All Levels of a Factor in a Model Matrix in R

what does model.matrix do in r
model matrix explained
r model.matrix interactions
r model.matrix no intercept
sparse model matrix r
model matrix definition
r regression model matrix
design matrix in r

I have a data.frame consisting of numeric and factor variables as seen below.

testFrame <- data.frame(First=sample(1:10, 20, replace=T),
           Second=sample(1:20, 20, replace=T), Third=sample(1:10, 20, replace=T),
           Fourth=rep(c("Alice","Bob","Charlie","David"), 5),
           Fifth=rep(c("Edward","Frank","Georgia","Hank","Isaac"),4))

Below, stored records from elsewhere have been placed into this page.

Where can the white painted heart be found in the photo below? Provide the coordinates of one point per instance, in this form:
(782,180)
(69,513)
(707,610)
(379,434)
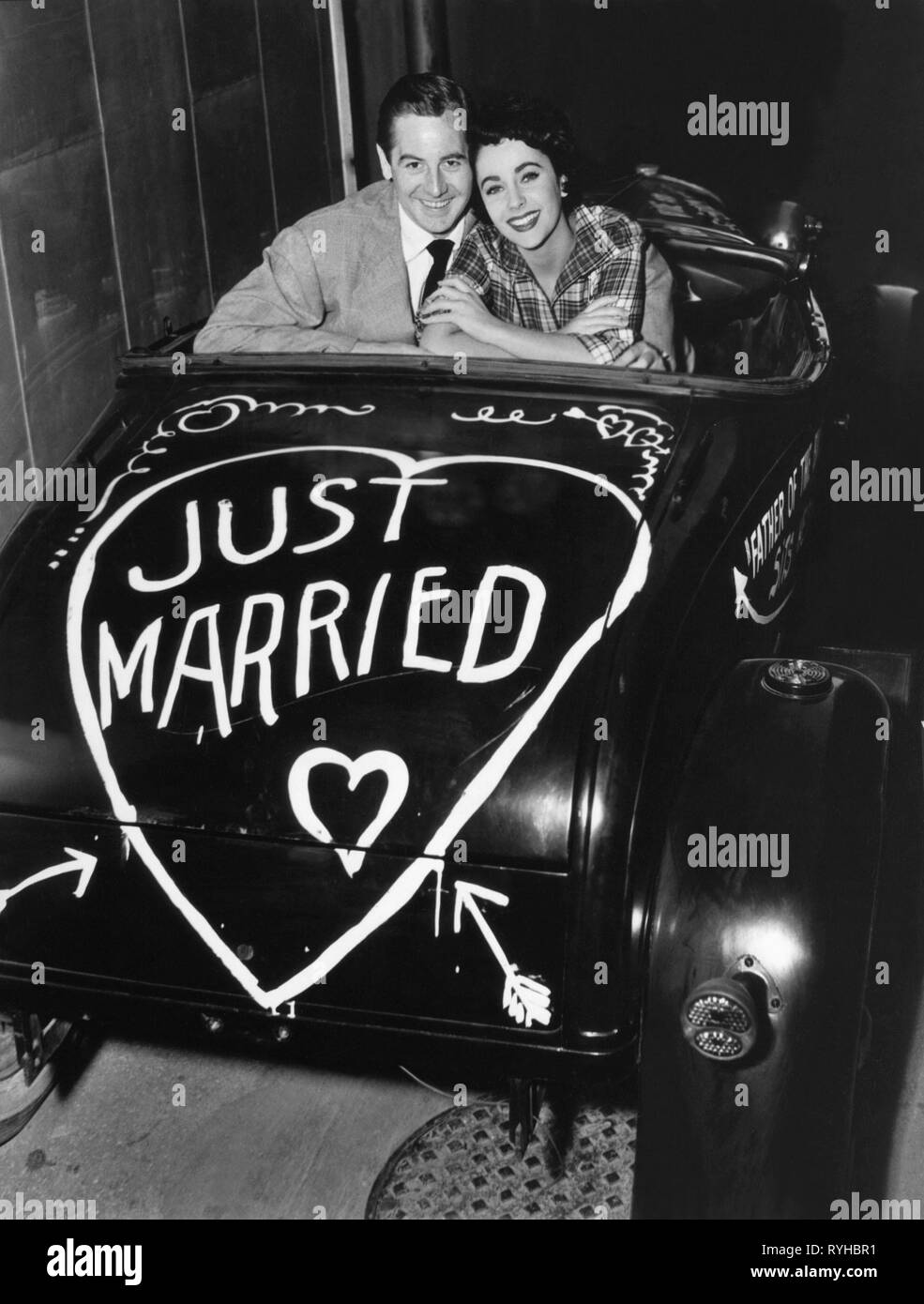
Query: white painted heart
(369,763)
(614,601)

I want to build out a matrix that assigns dummy variables to the factor and leaves the numeric variables alone.

model.matrix(~ First + Second + Third + Fourth + Fifth, data=testFrame)

As expected when running lm this leaves out one level of each factor as the reference level. However, I want to build out a matrix with a dummy/indicator variable for every level of all the factors. I am building this matrix for glmnet so I am not worried about multicollinearity.

Is there a way to have model.matrix create the dummy for every level of the factor?


You need to reset the contrasts for the factor variables:

model.matrix(~ Fourth + Fifth, data=testFrame, 
        contrasts.arg=list(Fourth=contrasts(testFrame$Fourth, contrasts=F), 
                Fifth=contrasts(testFrame$Fifth, contrasts=F)))

or, with a little less typing and without the proper names:

model.matrix(~ Fourth + Fifth, data=testFrame, 
    contrasts.arg=list(Fourth=diag(nlevels(testFrame$Fourth)), 
            Fifth=diag(nlevels(testFrame$Fifth))))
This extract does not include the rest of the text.